Ein Blick ins Cockpit der Zukunft: Vernetzte Elektronik und moderne Software-Architekturen verschmelzen zu einem hochintelligenten Fahrerlebnis. (Bild: Intel)
Die Automobilbranche steht vor einem grundlegenden Wandel: Fahrzeuge entwickeln sich zunehmend von mechanischen Produkten zu hochvernetzten, softwaredefinierten Plattformen. In diesem Zusammenhang spielt die kontinuierliche Weiterentwicklung durch Over-the-Air-Updates eine zentrale Rolle. Jack Weast, Vice President von Intel Automotive, erläutert in einem aktuellen Interview, wie diese Transformation nicht nur die Funktionalität und Sicherheit von Fahrzeugen verbessert, sondern auch völlig neue Geschäftsmodelle ermöglicht.
Die Automobilbranche befindet sich in einer Phase der Transformation. Wo liegen aus Ihrer Sicht aktuell die größten Herausforderungen für OEMs?
Jack Weast: Wie tiefgreifend diese Transformation ist, kann gar nicht überschätzt werden. Es handelt sich um die größte Veränderung in der Geschichte der Automobilindustrie. Hersteller müssen nicht nur ihre Entwicklungsprozesse anpassen, sondern auch ihre Geschäftsmodelle neu denken. Sie müssen sich und ihre Marke neu erfinden.

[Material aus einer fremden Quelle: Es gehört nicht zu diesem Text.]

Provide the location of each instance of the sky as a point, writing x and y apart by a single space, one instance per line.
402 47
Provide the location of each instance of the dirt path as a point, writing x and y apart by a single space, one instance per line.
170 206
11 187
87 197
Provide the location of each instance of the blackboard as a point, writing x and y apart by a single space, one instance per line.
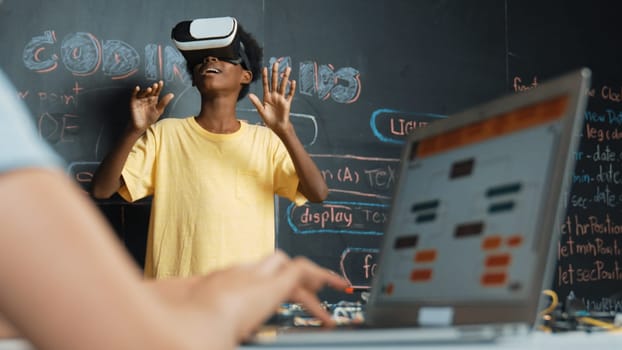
368 74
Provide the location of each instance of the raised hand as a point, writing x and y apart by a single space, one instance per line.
146 106
277 99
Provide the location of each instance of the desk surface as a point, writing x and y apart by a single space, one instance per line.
543 341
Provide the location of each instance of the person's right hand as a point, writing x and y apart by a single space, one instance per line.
147 107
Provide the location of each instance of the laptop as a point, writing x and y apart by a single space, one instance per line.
469 245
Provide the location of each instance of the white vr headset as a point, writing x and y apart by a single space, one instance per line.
217 37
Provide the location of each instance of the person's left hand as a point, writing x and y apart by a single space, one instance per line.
277 99
245 296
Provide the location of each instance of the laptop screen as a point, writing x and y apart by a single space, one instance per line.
472 217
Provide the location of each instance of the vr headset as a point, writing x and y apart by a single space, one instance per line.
217 37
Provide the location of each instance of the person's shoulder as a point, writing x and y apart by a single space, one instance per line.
259 129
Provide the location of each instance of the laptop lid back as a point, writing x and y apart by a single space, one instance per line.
477 209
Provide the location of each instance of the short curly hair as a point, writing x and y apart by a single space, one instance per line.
253 51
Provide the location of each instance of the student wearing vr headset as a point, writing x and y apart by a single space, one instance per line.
212 177
67 283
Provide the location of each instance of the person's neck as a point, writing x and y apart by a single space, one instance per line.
218 117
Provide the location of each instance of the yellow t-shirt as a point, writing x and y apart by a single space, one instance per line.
213 194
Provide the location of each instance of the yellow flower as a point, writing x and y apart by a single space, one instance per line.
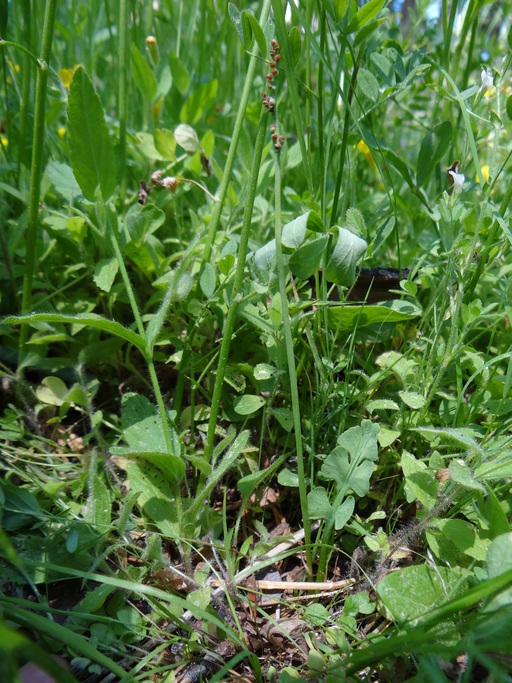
365 151
485 174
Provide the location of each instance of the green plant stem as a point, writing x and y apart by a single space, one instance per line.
23 153
236 295
293 94
124 61
217 209
343 150
237 130
36 171
140 326
26 52
292 374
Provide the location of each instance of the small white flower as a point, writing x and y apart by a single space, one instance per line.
458 181
487 79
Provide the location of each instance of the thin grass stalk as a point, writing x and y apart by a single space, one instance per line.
124 61
104 218
237 286
36 171
286 51
292 373
217 209
237 130
23 154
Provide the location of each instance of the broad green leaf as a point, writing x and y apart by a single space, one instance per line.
247 484
341 267
77 227
142 221
180 75
263 371
264 257
344 513
199 102
383 67
20 507
226 462
186 137
400 165
509 107
495 469
368 84
318 504
98 511
92 157
141 425
349 317
248 404
404 368
61 177
248 38
52 391
154 496
365 14
236 17
382 404
340 8
461 474
207 279
284 416
142 74
420 482
288 478
351 463
171 466
413 592
433 147
91 319
165 143
226 263
495 515
464 537
412 399
294 232
367 31
235 378
306 260
258 34
105 273
354 220
499 560
294 39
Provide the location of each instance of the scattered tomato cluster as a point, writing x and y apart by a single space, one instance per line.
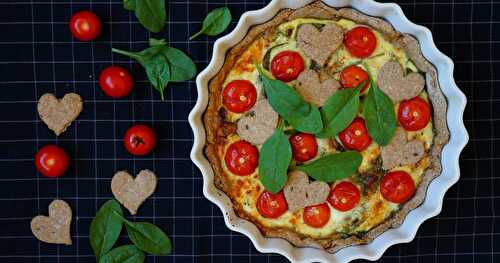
116 82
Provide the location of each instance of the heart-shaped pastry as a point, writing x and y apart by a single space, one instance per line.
55 228
58 114
400 151
319 44
130 192
396 85
299 192
259 124
313 90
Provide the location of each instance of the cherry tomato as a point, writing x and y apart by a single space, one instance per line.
414 114
344 196
352 76
304 146
397 187
115 81
360 42
239 95
85 25
316 215
272 205
139 139
242 158
51 161
355 136
287 65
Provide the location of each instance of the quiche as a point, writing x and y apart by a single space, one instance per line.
325 126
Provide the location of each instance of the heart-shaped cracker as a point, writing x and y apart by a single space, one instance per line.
58 114
319 44
313 90
299 192
130 192
401 151
393 83
259 124
55 228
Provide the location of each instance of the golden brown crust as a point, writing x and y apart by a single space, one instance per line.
317 9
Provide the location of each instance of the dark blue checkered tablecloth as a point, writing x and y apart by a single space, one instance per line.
38 55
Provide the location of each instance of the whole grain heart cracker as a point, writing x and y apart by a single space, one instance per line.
398 87
313 90
400 151
130 192
319 44
259 124
299 192
55 228
58 114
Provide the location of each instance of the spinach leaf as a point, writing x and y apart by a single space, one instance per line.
105 228
124 254
379 115
150 13
338 111
274 159
163 64
333 166
215 23
302 115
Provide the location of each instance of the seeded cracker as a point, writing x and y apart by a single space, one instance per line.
319 44
58 114
259 124
130 192
55 228
313 90
397 86
299 192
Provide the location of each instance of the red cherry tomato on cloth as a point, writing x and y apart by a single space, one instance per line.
287 65
344 196
271 205
414 114
317 215
304 146
115 81
85 25
239 95
242 158
51 161
355 136
360 42
352 76
139 140
397 187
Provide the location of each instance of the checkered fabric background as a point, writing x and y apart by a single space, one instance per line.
38 55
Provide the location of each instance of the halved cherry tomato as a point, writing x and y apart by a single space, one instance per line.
287 65
304 146
355 136
316 215
344 196
271 205
352 76
115 81
239 95
414 114
242 158
85 25
360 41
397 187
51 161
139 139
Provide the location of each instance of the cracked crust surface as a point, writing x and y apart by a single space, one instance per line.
408 43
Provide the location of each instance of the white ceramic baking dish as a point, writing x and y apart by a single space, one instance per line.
436 190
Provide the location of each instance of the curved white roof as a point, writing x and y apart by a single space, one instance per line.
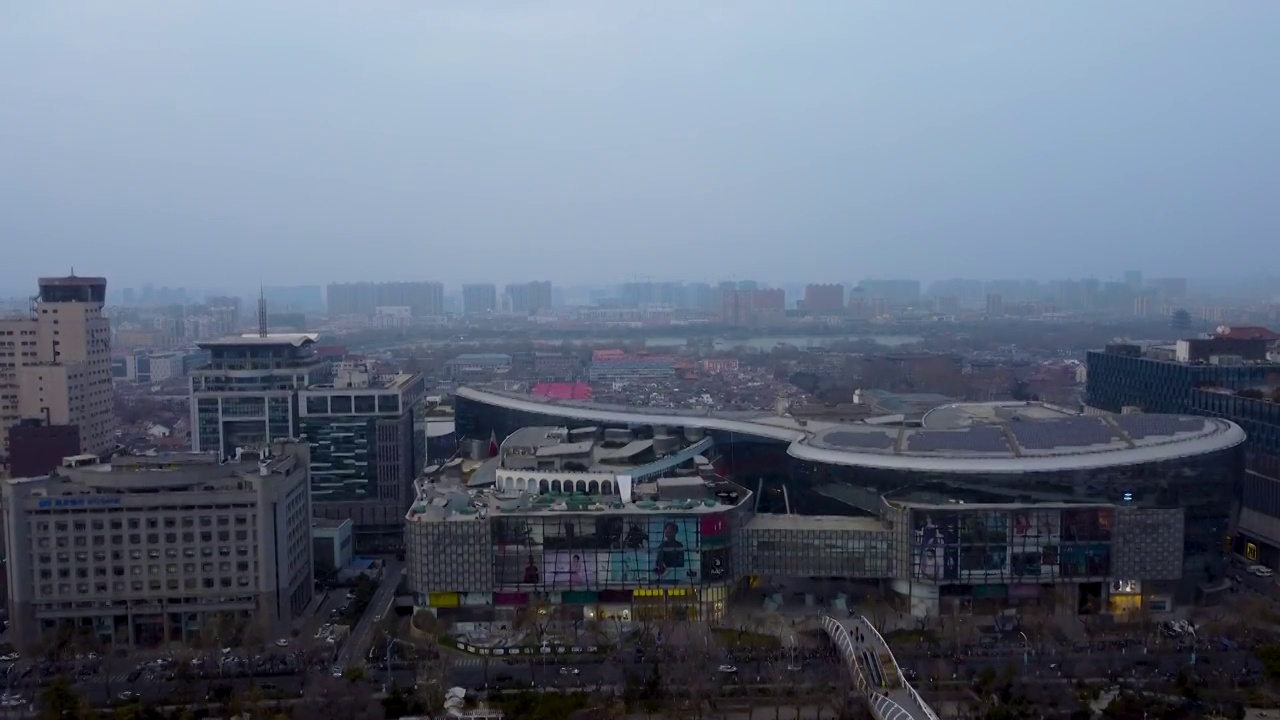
1028 443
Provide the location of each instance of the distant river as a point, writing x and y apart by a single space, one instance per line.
769 342
758 343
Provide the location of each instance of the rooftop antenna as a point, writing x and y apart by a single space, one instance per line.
261 311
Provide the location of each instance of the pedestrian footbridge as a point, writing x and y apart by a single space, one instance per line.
874 671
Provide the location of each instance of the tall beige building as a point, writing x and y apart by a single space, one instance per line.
55 364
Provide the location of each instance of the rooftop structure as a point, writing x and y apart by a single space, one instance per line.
55 363
1033 438
149 548
364 451
246 395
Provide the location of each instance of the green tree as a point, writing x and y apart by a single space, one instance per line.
60 701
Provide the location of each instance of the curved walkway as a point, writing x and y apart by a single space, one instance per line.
874 670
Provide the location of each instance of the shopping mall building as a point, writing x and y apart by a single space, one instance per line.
606 510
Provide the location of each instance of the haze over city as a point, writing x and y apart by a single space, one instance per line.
499 141
579 360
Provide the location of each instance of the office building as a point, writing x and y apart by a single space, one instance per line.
364 455
826 299
479 299
981 507
616 365
423 299
1220 377
603 522
895 294
151 550
55 363
479 365
247 393
529 299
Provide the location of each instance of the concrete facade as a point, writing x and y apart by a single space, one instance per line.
150 550
55 364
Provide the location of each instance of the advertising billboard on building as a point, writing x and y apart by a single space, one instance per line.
598 552
935 546
570 570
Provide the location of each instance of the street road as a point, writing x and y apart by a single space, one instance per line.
356 645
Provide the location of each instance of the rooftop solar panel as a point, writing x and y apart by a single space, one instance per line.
974 440
869 441
1139 427
1068 432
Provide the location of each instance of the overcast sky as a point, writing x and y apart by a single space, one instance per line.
227 142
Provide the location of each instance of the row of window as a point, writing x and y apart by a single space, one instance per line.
170 552
136 538
243 582
120 570
136 523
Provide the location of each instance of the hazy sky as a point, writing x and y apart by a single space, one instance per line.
227 142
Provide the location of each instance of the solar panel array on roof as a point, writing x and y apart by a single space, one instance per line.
1068 432
871 441
973 440
1139 427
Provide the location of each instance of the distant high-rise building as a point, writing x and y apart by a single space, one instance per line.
1133 278
479 299
364 451
752 306
529 299
247 393
296 299
894 292
823 299
55 364
423 299
1170 288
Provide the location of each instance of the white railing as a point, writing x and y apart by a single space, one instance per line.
915 696
882 705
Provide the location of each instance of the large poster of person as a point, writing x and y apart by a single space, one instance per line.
517 532
512 569
935 551
570 570
716 564
1087 524
1036 527
630 568
673 543
983 527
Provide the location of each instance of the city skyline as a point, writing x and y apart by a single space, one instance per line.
553 141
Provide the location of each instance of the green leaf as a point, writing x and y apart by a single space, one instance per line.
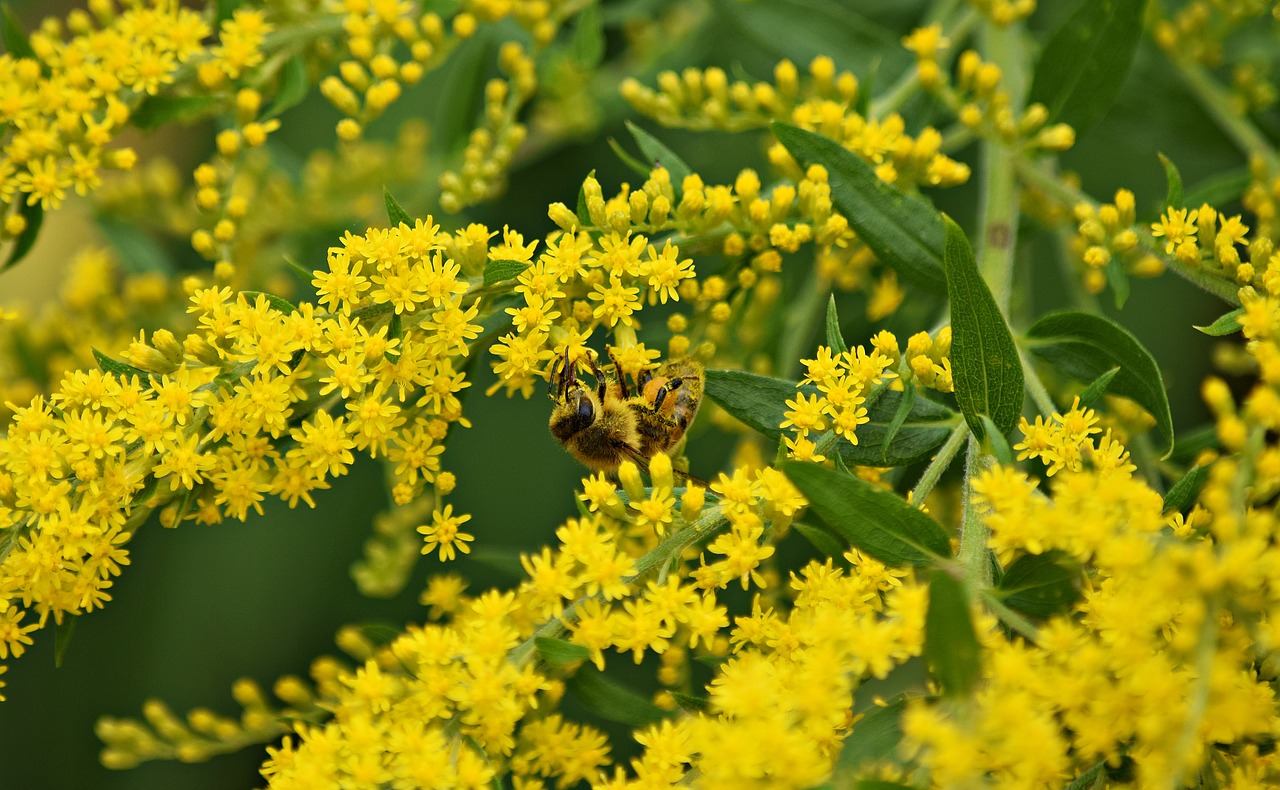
1086 346
1221 187
801 30
394 213
292 88
1097 387
612 701
1174 193
13 37
835 339
634 164
1228 323
874 738
225 10
35 215
278 302
1183 494
988 377
137 250
872 519
499 270
1041 584
826 543
1086 62
558 652
690 703
1119 281
950 644
298 270
904 231
379 634
161 110
588 42
503 560
905 403
120 369
659 154
760 401
1093 777
63 633
997 441
584 215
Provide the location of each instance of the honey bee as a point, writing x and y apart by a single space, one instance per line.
612 423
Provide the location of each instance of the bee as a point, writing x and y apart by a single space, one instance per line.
611 423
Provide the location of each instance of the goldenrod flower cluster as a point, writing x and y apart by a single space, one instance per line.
65 100
1106 234
264 398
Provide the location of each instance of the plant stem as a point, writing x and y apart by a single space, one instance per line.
938 465
973 532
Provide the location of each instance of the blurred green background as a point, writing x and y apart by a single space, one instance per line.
202 606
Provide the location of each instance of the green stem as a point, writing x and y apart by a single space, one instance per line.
938 465
1200 277
1215 99
1000 191
973 532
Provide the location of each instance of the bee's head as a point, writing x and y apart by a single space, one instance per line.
574 412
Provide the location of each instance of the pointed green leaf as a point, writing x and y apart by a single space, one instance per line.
298 270
1221 187
394 213
659 154
873 738
634 164
1091 779
1041 584
278 302
1084 63
997 442
612 701
499 270
1228 323
1174 193
822 539
984 365
35 217
584 215
13 37
588 42
1097 387
501 558
138 251
905 405
63 633
1183 494
1086 346
904 231
1119 281
292 88
120 369
557 652
950 643
760 401
161 110
872 519
835 339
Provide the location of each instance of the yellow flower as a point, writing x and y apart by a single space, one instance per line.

Mit der zunehmenden Bedeutung von Software und Elektronik im Auto stößt die traditionelle Fahrzeugarchitektur, wie es sie mehr oder weniger unverändert seit 100 Jahren gibt, an ihre Grenzen. Der Übergang zu Elektroautos, die wesentlich mehr Software benötigen als Verbrenner, beschleunigt diesen Wandel. Automobilhersteller geraten dadurch unter Druck, da sich nicht nur die Designzyklen für Fahrzeuge verkürzen, sondern auch Technologiekonzerne verstärkt in den Automarkt drängen und zu Wettbewerbern werden. Gleichzeitig steigen die Verbraucheranforderungen an personalisierte und vernetzte Erfahrungen. Die Funktion des Autos verändert sich gerade fundamental. Es ist nicht länger nur dazu da, Personen zu transportieren. Es wird vielmehr zum smarten Begleiter, bietet komfortable Services und neue Infotainment-Funktionen.
All diese Veränderungen sind aber häufig mit hohen Kosten verbunden. Denken Sie beispielsweise an die immer größeren und teureren Batterien in Elektrofahrzeugen. Oder an leistungsstarke KI-Chips, die für ganz neue Nutzererfahrungen im Innenraum des Wagens, also im Cockpit, gebraucht werden. OEMs müssen daher Wege finden, um ihre Autos zukunftsfähig zu machen und gleichzeitig die Effizienz und Profitabilität zu wahren. Diese Herausforderungen zu bewältigen, erfordert einen vollkommen neuen, ganzheitlichen Ansatz bei der Fahrzeugentwicklung.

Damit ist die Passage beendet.